Le cerf se met généralement à bramer en fin de journée et il devient très actif dans la nuit. Ces horaires varient en fonction des régions. "Là, où il est très chassé, il ne se produit que la nuit tandis que dans les zones plus tranquilles c'est plus en journée", précise Olivier.
Un spectacle auditif.
Olivier Trible, photographe animalier
Nul besoin de s'approcher très près de lui pour entendre son brame. "Il faut rester à la lisière de la forêt, au bord du chemin pour ne pas le déranger", informe-t-il avant de reprendre : "Il faut se mettre sous le vent. Il ne faut pas que l'animal puisse nous sentir".

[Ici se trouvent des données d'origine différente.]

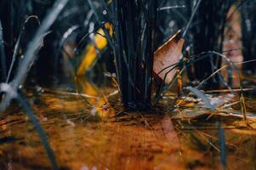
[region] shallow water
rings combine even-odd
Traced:
[[[177,111],[164,102],[146,114],[127,113],[117,100],[115,110],[94,109],[81,96],[50,91],[29,94],[29,99],[62,169],[221,169],[217,122],[225,132],[228,169],[256,168],[256,131],[242,117],[209,117],[196,105],[183,110],[198,112],[196,116],[171,120]],[[253,109],[255,99],[248,99]],[[253,121],[250,125],[256,127]],[[17,104],[1,115],[0,132],[1,169],[51,169],[33,125]]]

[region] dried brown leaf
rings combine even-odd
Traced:
[[[185,40],[180,38],[180,32],[179,31],[154,53],[154,75],[164,80],[165,75],[168,73],[165,79],[166,83],[170,82],[175,75],[175,70],[168,72],[173,68],[173,66],[169,66],[177,63],[182,54]]]

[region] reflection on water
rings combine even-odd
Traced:
[[[256,167],[255,131],[242,117],[209,117],[198,102],[183,110],[196,116],[172,122],[167,106],[128,114],[118,95],[105,97],[113,90],[77,86],[87,101],[51,90],[30,97],[62,169],[220,169],[217,121],[225,129],[228,169]],[[38,135],[15,104],[1,115],[0,132],[0,169],[50,169]]]

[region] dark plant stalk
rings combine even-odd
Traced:
[[[154,37],[157,1],[113,2],[114,54],[124,106],[145,110],[151,106]]]
[[[3,26],[0,20],[0,59],[1,59],[1,73],[2,73],[2,81],[6,80],[7,69],[6,69],[6,55],[4,50],[4,40],[3,35]]]
[[[228,1],[202,1],[196,14],[196,22],[191,29],[192,54],[200,54],[203,51],[222,51],[224,28],[227,13],[233,0]],[[203,80],[221,65],[221,59],[214,54],[208,59],[196,63],[194,72],[190,76],[191,80]],[[205,86],[208,88],[218,88],[219,75],[212,77]]]
[[[46,31],[49,29],[49,27],[53,25],[57,16],[64,8],[68,0],[58,0],[54,4],[52,10],[44,19],[41,26],[38,28],[34,38],[30,42],[27,49],[25,53],[24,60],[19,65],[17,74],[15,75],[13,82],[11,82],[11,86],[14,91],[16,91],[19,86],[25,80],[27,72],[31,68],[30,65],[35,60],[35,54],[38,50],[38,48],[42,45],[42,38],[43,37]],[[0,105],[0,110],[4,110],[6,109],[12,98],[13,97],[11,95],[9,95],[9,94],[7,94],[7,95],[4,96]]]

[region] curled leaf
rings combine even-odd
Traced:
[[[179,30],[154,53],[154,75],[166,83],[170,82],[174,76],[175,70],[173,68],[179,62],[182,54],[185,40],[180,38],[180,32]]]

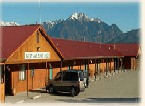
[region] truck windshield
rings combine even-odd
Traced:
[[[79,77],[80,77],[80,81],[83,81],[84,80],[83,72],[80,72],[79,73]]]

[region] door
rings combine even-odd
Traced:
[[[5,69],[5,94],[7,94],[7,95],[9,95],[11,92],[11,86],[10,86],[10,84],[11,84],[11,80],[10,80],[10,75],[11,73],[10,73],[10,68],[9,68],[9,66],[6,66],[6,69]]]
[[[57,75],[55,76],[54,78],[54,83],[53,83],[53,86],[54,86],[54,89],[55,90],[62,90],[62,72],[59,72],[57,73]]]
[[[52,74],[53,74],[53,70],[52,70],[52,63],[49,63],[49,65],[50,65],[50,79],[52,79],[53,77],[52,77]]]
[[[98,70],[98,74],[99,74],[99,63],[97,63],[97,68],[98,68],[97,70]]]

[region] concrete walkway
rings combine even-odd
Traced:
[[[121,72],[121,70],[119,70],[119,71],[118,70],[115,70],[115,72],[113,70],[111,73],[108,72],[107,73],[107,76],[106,76],[106,73],[100,73],[99,75],[96,76],[96,81],[99,81],[100,82],[100,80],[102,80],[104,78],[109,78],[111,76],[116,76],[119,73],[125,73],[127,71],[130,71],[130,70],[126,70],[126,71],[122,71],[122,72]],[[135,70],[133,70],[133,71],[135,71]],[[90,77],[89,78],[89,81],[90,81],[90,84],[92,82],[94,82],[95,81],[95,76]],[[91,86],[89,86],[89,87],[91,87]],[[88,88],[86,88],[86,90],[87,89]],[[84,95],[84,94],[85,94],[85,92],[82,92],[82,94],[80,94],[80,96],[81,95]],[[5,103],[19,104],[19,103],[25,103],[25,101],[31,101],[31,102],[34,102],[35,103],[35,99],[40,98],[40,100],[41,100],[42,99],[42,95],[43,95],[43,97],[46,97],[46,98],[49,97],[49,96],[51,96],[49,93],[46,93],[46,89],[44,87],[44,88],[40,88],[40,89],[33,90],[33,92],[29,92],[29,97],[27,97],[27,92],[17,93],[16,96],[6,96],[5,97]],[[46,99],[46,98],[44,98],[44,99]],[[51,98],[52,98],[52,96],[51,96]],[[60,98],[60,97],[59,96],[58,97],[55,96],[55,98]],[[53,101],[50,101],[50,103],[53,103]]]

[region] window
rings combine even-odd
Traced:
[[[78,73],[76,72],[64,72],[63,81],[78,81]]]
[[[80,77],[80,81],[83,81],[84,80],[83,72],[80,72],[79,73],[79,77]]]
[[[39,44],[39,33],[37,32],[37,44]]]
[[[62,77],[62,73],[61,72],[57,73],[55,77],[55,81],[61,81],[61,77]]]
[[[37,47],[37,51],[40,51],[40,47]]]
[[[19,65],[19,80],[23,81],[26,79],[26,70],[25,70],[25,64]]]
[[[31,77],[34,76],[34,65],[31,65]]]

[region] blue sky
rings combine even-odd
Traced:
[[[39,2],[3,2],[2,21],[20,25],[40,23]],[[67,19],[85,13],[108,25],[115,23],[123,32],[140,28],[139,2],[40,2],[41,22]]]

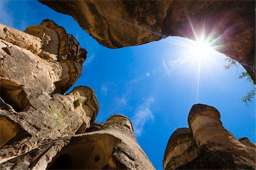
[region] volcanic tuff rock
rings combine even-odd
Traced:
[[[204,34],[255,80],[255,1],[40,1],[111,48]],[[255,82],[254,82],[255,83]]]
[[[189,128],[178,129],[170,138],[164,169],[255,169],[255,144],[236,139],[222,126],[216,108],[195,105],[188,121]]]
[[[130,120],[121,114],[86,133],[59,138],[5,162],[2,169],[154,169],[135,139]]]
[[[99,109],[89,87],[57,95],[81,74],[85,50],[52,21],[27,30],[38,37],[0,24],[1,162],[46,141],[82,133]]]
[[[75,38],[49,20],[25,32],[0,24],[0,169],[154,169],[126,117],[93,124],[93,90],[59,94],[86,58]]]

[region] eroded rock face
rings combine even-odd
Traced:
[[[188,121],[189,128],[178,129],[169,139],[164,169],[255,168],[255,144],[225,129],[216,108],[195,105]]]
[[[38,37],[0,24],[1,163],[83,133],[99,109],[88,87],[56,94],[64,93],[80,76],[85,50],[49,20],[27,31]]]
[[[254,1],[40,1],[71,15],[100,44],[137,45],[169,36],[196,40],[242,64],[255,80]],[[192,26],[192,27],[191,26]]]
[[[131,129],[131,123],[127,117],[114,115],[106,123],[96,124],[98,126],[97,130],[89,130],[82,134],[48,142],[26,154],[5,162],[0,167],[34,169],[154,169],[137,142]]]
[[[73,36],[49,20],[26,32],[0,25],[0,169],[154,169],[128,118],[93,124],[93,90],[56,94],[85,60]]]

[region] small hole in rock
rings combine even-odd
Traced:
[[[11,106],[16,112],[27,111],[30,103],[23,88],[9,80],[0,80],[0,96],[3,102]]]
[[[98,155],[95,156],[95,158],[94,158],[95,162],[98,162],[100,160],[100,159],[101,159],[101,158],[100,157],[100,156],[98,156]]]
[[[80,105],[80,101],[79,100],[79,99],[77,99],[76,101],[75,101],[73,103],[74,104],[75,108],[76,108]]]

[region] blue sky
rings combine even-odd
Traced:
[[[199,69],[198,58],[188,59],[189,49],[175,44],[193,42],[177,37],[111,49],[100,45],[72,17],[37,1],[0,1],[0,22],[8,26],[24,31],[47,18],[65,28],[88,52],[73,87],[95,91],[100,105],[96,122],[105,122],[113,114],[127,116],[138,143],[157,169],[163,168],[170,136],[177,128],[188,126],[189,112],[197,103],[216,108],[226,129],[237,138],[247,137],[255,143],[255,101],[249,108],[240,101],[253,86],[238,79],[244,71],[241,66],[224,69],[224,55],[212,52],[211,57],[201,58]]]

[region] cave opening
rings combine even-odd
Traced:
[[[98,142],[71,143],[53,158],[47,169],[102,169],[109,162],[105,147]]]

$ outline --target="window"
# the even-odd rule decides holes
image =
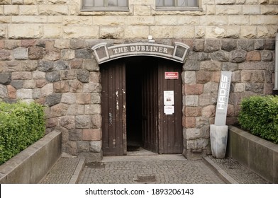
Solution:
[[[83,0],[83,11],[127,11],[128,0]]]
[[[199,0],[155,0],[157,9],[196,10]]]

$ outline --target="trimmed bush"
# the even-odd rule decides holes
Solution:
[[[44,118],[39,104],[0,102],[0,165],[45,135]]]
[[[244,98],[238,122],[252,134],[278,144],[278,97],[256,95]]]

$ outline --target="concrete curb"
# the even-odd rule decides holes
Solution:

Une population qui s'étale
Actuellement, la population des cerfs est en croissance dans les territoires sauvages. "Il y a une conquête d'un peu tous les massifs forestiers par les cerfs". Ils s'étalent sur le territoire à cause de la présence du loup qui les pousse à se disperser. "Mais on observe une décroissance dans les zones domaniales, à cause de la pression de l'ONF [Office national des forêts] pour réduire de façon drastique les populations de cervidés", explique le photographe.
L'Office estime que ces animaux occasionnent trop de nuisances sur la production de bois. "Ils s'attaquent aux petits arbustes", précise le photographe. Si les cerfs sont en croissance sur le territoire, les biches, en revanche, sont de moins en moins nombreuses. L'ONF ciblerait en priorité les biches, car ce sont elles qui sont responsables de la natalité et de la croissance de l'espèce.